Dünyada tehdit algılamaları değişmekte yeni güvenlik politikaları öne çıkmaktadır. Artık tek süper güç konumundaki ABD 11 Eylül sonrasında İslamî terörü hedef alan "Önleyici saldırı" doktrinini ortaya koymuş Afganistan ve Irak'a askerî müdahalelerde bulunmuştur. Irak'taki gelişmeler Orta Doğu'da taşların yerinden oynayacağını göstermektedir. ABD bölge ülkelerini İslamî terörü destekledikleri ve nükleer silahlara sahip oldukları gerekçesi ile kara listeye almış gerilimi daha da artırmaktadır. Listenin başında İran yer almaktadır.
Birinci Körfez savaşından beri ABD Irak'ta Kürt egemen bölgesi oluşturmağa çalışıyor.
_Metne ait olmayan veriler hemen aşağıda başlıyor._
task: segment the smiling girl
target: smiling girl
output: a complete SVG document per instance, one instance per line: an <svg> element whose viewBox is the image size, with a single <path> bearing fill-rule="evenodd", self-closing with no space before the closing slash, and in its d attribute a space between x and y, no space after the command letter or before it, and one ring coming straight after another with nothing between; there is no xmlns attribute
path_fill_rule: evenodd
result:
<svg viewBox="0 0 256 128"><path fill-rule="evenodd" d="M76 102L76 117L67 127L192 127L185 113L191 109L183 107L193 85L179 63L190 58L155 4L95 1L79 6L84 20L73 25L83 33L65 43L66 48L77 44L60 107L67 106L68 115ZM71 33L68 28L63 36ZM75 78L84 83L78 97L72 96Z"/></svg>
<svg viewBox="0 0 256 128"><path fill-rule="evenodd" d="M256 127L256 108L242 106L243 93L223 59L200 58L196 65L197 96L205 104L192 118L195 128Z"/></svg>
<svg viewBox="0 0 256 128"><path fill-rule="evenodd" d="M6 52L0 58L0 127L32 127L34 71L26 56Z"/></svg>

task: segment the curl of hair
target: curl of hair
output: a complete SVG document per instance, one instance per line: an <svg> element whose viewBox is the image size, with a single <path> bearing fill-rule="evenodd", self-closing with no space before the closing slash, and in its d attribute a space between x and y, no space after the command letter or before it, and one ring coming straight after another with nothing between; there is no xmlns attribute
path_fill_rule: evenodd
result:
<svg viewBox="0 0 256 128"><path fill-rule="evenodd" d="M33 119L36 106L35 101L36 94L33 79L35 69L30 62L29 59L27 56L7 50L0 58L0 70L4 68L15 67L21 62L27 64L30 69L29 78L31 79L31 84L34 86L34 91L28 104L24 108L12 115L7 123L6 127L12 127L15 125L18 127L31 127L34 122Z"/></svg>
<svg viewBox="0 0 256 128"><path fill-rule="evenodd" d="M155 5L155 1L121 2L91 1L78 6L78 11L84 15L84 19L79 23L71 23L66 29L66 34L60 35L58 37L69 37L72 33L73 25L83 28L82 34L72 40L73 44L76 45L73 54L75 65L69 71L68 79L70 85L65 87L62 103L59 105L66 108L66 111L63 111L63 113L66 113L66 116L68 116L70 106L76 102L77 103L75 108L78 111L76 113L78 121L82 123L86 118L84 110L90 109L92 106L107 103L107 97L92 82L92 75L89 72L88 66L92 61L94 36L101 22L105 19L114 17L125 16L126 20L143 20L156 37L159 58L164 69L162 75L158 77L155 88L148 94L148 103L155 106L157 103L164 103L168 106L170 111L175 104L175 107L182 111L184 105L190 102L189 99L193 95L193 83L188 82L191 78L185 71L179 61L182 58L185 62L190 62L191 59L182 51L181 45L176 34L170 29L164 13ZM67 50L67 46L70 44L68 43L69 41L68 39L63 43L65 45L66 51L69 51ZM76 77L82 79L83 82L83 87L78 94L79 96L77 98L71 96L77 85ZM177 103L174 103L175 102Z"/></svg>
Irak'ın bugünkü parçalanmış hali sınırdaş ülkeleri nasıl etkileyecektir bilinmez. Yakın gelecekte bölgedeki dengelerin değişeceği ve Orta Doğu'nun yeniden şekilleneceği varsayılmaktadır. Gelişmelere bu açıdan bakıldığında da İran konunun kilit ülkesi olarak karşımıza çıkmaktadır.
İran'ın bölgedeki yeni oluşumlara tepkisini tehdit algılamalarını ve bunların etkisi altında şekillenen dış politikasını anlamamız bunun için de öncelikle ülkenin iç politik dengelerini iyi bilmemiz gerekmektedir. Onun iç dinamiklerini etnik dengelerini çok-etnili yapısının siyasi kararlarına etkisini etnopolitik hareketleri besleyen kaynakların ülke geleceğinde ne tür değişimlere sebep olabileceğini öngörmemiz lazımdır. Etnik milliyetçilik açısından İran ne durumdadır? Bu gelişmeler Ortadoğu'ya ve global politik hesaplara nasıl ve ne ölçüde yansıyabilir?
İşte bu kitap bunlara ışık tutmak amacını taşıyor.